Offengelassene Fragestellung
Da die Normauslegung somit ergebe, dass die Pensionsverpflichtung nach § 6a Abs. 3 S. 2 Nr. 1 S. 1 Hs. 2 EStG mit dem höchsten Wert aus dem Barwert-Teilwert-Vergleich anzusetzen ist, könne dahinstehen, ob bei der Teilwertermittlung auch künftige Entgeltumwandlungen nach dem Bilanzstichtag einzubeziehen sind.
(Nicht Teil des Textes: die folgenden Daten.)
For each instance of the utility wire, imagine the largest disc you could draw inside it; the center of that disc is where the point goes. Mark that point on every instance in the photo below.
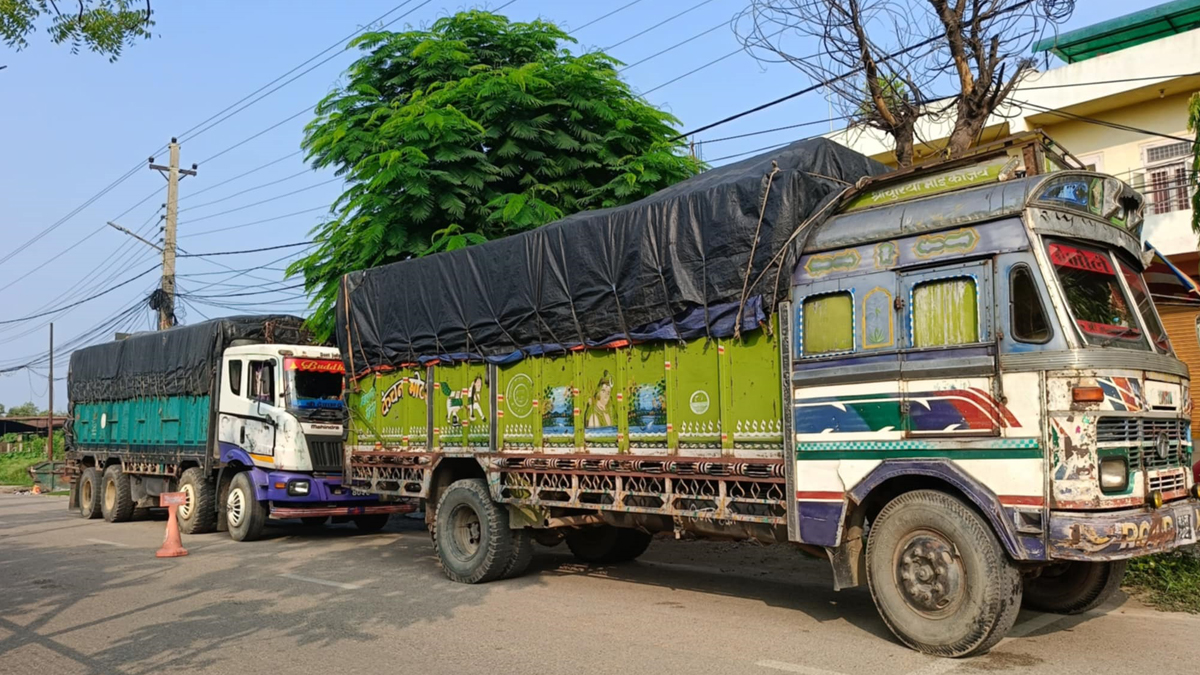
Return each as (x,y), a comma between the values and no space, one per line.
(600,18)
(298,174)
(245,251)
(277,197)
(189,135)
(253,222)
(657,54)
(666,21)
(240,175)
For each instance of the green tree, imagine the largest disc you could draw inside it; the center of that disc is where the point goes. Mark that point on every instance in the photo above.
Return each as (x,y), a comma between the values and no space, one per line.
(471,130)
(28,408)
(105,27)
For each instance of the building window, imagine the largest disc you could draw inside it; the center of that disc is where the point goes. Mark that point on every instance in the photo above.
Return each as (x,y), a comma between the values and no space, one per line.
(945,312)
(1167,178)
(1030,322)
(828,324)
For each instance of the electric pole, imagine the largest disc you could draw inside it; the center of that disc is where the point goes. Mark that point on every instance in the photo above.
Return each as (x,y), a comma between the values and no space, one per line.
(49,406)
(173,173)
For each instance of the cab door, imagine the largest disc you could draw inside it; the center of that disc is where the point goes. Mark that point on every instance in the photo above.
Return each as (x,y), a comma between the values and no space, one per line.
(948,362)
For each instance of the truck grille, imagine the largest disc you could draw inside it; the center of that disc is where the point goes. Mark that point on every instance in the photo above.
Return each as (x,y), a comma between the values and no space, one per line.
(1138,435)
(1169,482)
(327,455)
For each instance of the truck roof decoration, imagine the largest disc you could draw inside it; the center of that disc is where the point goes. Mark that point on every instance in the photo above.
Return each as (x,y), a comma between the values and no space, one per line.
(180,362)
(689,261)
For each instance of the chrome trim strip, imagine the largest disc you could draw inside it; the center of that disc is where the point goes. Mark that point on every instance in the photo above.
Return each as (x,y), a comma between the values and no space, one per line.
(1113,358)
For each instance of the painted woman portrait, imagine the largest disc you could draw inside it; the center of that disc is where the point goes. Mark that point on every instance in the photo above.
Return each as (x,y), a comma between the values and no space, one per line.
(598,411)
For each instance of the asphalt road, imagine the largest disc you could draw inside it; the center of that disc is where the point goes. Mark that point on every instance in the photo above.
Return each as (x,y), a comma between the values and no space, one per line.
(84,596)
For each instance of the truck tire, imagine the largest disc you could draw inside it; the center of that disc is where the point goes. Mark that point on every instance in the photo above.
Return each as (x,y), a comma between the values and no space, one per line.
(117,499)
(522,554)
(939,577)
(245,515)
(1074,587)
(473,537)
(371,523)
(89,494)
(199,513)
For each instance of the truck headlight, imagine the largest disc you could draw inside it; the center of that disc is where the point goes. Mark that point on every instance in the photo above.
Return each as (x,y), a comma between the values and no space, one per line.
(1114,475)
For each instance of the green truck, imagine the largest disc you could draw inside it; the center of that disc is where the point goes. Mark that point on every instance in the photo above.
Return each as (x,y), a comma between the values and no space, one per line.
(952,383)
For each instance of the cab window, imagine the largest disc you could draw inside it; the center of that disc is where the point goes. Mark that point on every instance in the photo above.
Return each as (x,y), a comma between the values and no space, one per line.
(945,312)
(235,377)
(262,381)
(1029,316)
(828,324)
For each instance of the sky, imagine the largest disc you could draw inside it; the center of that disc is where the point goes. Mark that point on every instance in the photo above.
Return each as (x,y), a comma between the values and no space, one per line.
(76,124)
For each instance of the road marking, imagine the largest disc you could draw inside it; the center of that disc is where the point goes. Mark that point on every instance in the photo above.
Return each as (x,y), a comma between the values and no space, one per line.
(322,581)
(118,544)
(795,668)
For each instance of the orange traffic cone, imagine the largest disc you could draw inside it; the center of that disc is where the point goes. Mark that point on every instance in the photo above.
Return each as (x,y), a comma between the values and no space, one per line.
(172,544)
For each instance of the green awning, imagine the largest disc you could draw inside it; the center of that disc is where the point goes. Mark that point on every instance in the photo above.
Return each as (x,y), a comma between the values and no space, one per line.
(1122,33)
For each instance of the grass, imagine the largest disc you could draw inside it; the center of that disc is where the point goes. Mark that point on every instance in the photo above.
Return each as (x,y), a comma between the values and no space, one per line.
(15,466)
(1169,581)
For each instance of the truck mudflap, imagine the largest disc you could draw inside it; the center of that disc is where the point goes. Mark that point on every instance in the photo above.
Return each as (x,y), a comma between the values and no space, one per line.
(1123,533)
(309,512)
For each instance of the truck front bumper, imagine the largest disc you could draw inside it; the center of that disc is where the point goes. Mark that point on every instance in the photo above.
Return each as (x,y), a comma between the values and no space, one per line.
(1119,535)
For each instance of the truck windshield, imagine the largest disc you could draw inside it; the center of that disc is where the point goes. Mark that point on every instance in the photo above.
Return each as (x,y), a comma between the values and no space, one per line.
(1098,304)
(1146,308)
(315,382)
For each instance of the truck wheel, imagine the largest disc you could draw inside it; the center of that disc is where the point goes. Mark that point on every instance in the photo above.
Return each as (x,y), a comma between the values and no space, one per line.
(115,499)
(522,554)
(473,537)
(940,578)
(372,523)
(245,514)
(630,544)
(89,494)
(198,514)
(1074,587)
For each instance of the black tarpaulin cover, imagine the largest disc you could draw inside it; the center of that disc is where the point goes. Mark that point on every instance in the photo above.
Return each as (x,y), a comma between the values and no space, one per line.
(180,362)
(599,275)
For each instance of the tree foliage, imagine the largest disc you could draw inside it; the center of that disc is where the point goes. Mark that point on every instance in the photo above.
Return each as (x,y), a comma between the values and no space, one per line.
(105,27)
(474,129)
(887,64)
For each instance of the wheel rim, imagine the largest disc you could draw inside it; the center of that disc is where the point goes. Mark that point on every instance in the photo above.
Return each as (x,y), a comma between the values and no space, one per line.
(466,532)
(929,573)
(235,507)
(185,509)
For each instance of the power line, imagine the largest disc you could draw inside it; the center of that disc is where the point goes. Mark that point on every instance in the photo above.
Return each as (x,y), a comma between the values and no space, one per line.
(270,163)
(245,251)
(1102,123)
(189,135)
(657,54)
(277,197)
(666,21)
(255,222)
(305,172)
(88,299)
(826,82)
(600,18)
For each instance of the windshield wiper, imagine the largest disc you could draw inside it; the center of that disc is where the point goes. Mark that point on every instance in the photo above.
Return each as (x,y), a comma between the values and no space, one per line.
(1120,334)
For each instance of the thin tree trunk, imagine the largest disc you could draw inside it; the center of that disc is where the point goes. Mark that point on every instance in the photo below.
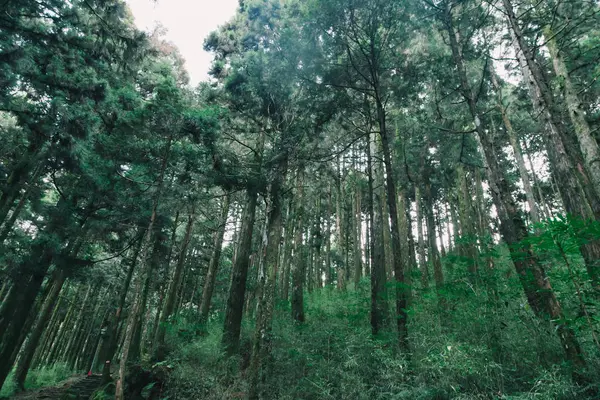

Die auf eine Literaturmeinung gestützte Ansicht des Finanzamts, dass künftige Entgeltumwandlungen einzubeziehen seien, stünde jedenfalls im Widerspruch zu dem Bewertungsgrundsatz für Rückstellungen.
Betroffene Norm
§ 6a Abs. 3 EStG
Streitjahr 2014
Anmerkungen
Abweichende Auffassung im Schrifttum und der Finanzverwaltung
Abweichend von dem hier dargestellten Urteil des FG Nürnberg vom 02.04.2019 (1 K 836/18) wird im Schrifttum unter Hinweis auf die im Streitfall auch vom Finanzamt herangezogenen R 6a Abs. 12 S. 4 EStR 2012 die Ansicht vertreten, dass eine vertraglich vereinbarte Unverfallbarkeit der künftigen Pensionsleistungen für die Vornahme des Barwert-Teilwert-Vergleichs nicht ausreiche. Eine parallele Problematik bestehe in § 6a Abs. 2 Nr. 1 Alt. 2 EStG, wo ebenfalls auf § 1 Abs. 2 BetrAVG Bezug genommen wird; auch hier werden entsprechende vertragliche Vereinbarungen nicht mit der gesetzlichen Unverfallbarkeit gleichgesetzt.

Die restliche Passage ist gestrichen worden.